Two strikes and you’re out, say four federal agencies to repeat violators of Bank Secrecy Act/anti-money laundering (BSA/AML) compliance requirements.
The four agencies—the Federal Reserve System, the Federal Deposit Insurance Corporation (FDIC), the National Credit Union Administration (NCUA), and the Office of the Comptroller of the Currency (OCC)—issued guidance Thursday outlining when they would issue cease-and-desist orders against supervised financial institutions deemed to be in noncompliance with BSA/AML rules.
Each supervised financial institution must “establish and maintain procedures reasonably designed to assure and monitor the institution’s compliance with the requirements” of the BSA, and its compliance with the law is subject to review by federal regulators. If an institution fails to maintain a BSA/AML compliance program, or fails to address deficiencies, regulators can issue a cease-and-desist order.
According to the law, each compliance program must have a system of internal controls to assure ongoing compliance; allow for independent testing of its BSA/AML compliance; an individual or individuals who are responsible for coordinating and monitoring BSA/AML compliance; and provide training for appropriate personnel.
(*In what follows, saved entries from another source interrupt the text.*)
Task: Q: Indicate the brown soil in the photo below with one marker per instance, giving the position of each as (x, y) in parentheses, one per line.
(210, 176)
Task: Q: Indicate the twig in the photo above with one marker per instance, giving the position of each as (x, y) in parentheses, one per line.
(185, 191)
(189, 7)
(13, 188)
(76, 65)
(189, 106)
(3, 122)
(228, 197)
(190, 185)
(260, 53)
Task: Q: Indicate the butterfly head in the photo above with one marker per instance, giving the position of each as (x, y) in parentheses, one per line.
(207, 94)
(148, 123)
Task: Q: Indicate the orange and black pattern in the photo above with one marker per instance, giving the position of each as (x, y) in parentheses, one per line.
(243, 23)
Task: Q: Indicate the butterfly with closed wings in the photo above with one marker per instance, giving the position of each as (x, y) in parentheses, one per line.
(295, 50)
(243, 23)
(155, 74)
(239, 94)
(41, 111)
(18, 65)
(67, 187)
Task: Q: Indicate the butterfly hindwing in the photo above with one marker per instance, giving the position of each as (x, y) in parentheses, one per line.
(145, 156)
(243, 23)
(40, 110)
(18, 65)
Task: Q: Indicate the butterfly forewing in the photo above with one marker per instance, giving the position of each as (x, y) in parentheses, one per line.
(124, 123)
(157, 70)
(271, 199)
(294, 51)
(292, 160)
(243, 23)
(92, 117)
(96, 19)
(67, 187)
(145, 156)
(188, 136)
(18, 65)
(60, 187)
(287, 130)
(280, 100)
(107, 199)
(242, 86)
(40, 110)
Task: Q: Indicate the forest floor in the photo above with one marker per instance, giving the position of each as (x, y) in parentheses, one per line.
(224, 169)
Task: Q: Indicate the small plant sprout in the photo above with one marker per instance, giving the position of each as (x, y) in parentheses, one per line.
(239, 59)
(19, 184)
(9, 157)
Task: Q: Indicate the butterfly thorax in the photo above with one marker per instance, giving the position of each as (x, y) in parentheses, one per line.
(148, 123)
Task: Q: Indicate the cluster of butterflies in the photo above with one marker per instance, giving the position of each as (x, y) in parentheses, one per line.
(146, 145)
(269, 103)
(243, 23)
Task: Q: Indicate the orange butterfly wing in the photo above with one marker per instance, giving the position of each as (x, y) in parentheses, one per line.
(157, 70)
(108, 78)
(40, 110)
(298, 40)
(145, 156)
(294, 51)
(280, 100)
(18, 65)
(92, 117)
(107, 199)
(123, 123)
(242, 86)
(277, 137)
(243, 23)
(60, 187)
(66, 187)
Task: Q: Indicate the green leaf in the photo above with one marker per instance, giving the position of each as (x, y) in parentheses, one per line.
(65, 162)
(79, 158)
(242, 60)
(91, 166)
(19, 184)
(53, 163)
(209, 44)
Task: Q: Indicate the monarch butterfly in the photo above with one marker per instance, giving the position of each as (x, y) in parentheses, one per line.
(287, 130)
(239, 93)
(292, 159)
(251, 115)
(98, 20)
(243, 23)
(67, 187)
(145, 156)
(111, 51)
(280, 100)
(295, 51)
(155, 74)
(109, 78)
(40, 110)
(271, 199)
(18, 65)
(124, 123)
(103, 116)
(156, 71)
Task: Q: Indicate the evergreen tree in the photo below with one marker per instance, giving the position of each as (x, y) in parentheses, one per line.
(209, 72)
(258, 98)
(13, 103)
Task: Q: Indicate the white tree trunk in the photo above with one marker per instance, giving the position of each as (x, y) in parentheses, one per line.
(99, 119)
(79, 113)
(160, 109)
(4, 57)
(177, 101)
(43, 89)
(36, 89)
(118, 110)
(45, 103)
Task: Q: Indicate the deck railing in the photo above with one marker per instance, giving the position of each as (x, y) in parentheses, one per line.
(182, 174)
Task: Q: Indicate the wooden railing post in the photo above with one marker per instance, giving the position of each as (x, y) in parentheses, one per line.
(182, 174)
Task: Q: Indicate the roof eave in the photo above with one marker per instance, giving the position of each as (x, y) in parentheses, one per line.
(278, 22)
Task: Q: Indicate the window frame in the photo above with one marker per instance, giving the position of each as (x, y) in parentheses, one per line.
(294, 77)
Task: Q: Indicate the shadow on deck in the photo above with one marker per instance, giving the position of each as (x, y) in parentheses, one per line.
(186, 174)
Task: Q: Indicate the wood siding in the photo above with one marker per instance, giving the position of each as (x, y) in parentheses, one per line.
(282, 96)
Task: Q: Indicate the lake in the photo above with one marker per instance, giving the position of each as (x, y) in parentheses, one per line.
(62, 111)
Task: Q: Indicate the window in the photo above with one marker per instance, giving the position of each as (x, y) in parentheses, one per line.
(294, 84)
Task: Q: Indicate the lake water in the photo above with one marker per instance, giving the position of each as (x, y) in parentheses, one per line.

Here’s where the two strikes policy comes in, the regulators said.
Should regulators issue a written report on an issue or issues of noncompliance to the financial institution’s board of directors—which would be the first strike—the institution should show substantial progress toward addressing the issue or issues by the next examination. If the issue or issues are not addressed to the satisfaction of regulators—the second strike—the agencies will issue a cease-and-desist order against that institution.
The agencies listed several types of noncompliance that would warrant a cease-and-desist order, including failing to maintain an adequate BSA/AML compliance program; or failure to correct a previously reported problem with the BSA/AML program, like failing to designate a qualified BSA compliance officer.
Issues that would not merit a cease-and-desist order would be if the compliance program’s policies were simply out-of-date, or if the compliance officer appointed needed more training. There would also be some leeway granted if a problem is taking more time than anticipated to correct, as long as regulators determine the institution has made substantial progress toward addressing the deficiency.
“Isolated or technical violations or deficiencies are generally not considered the kinds of problems that would result in an enforcement action,” the agencies said in an accompanying press release.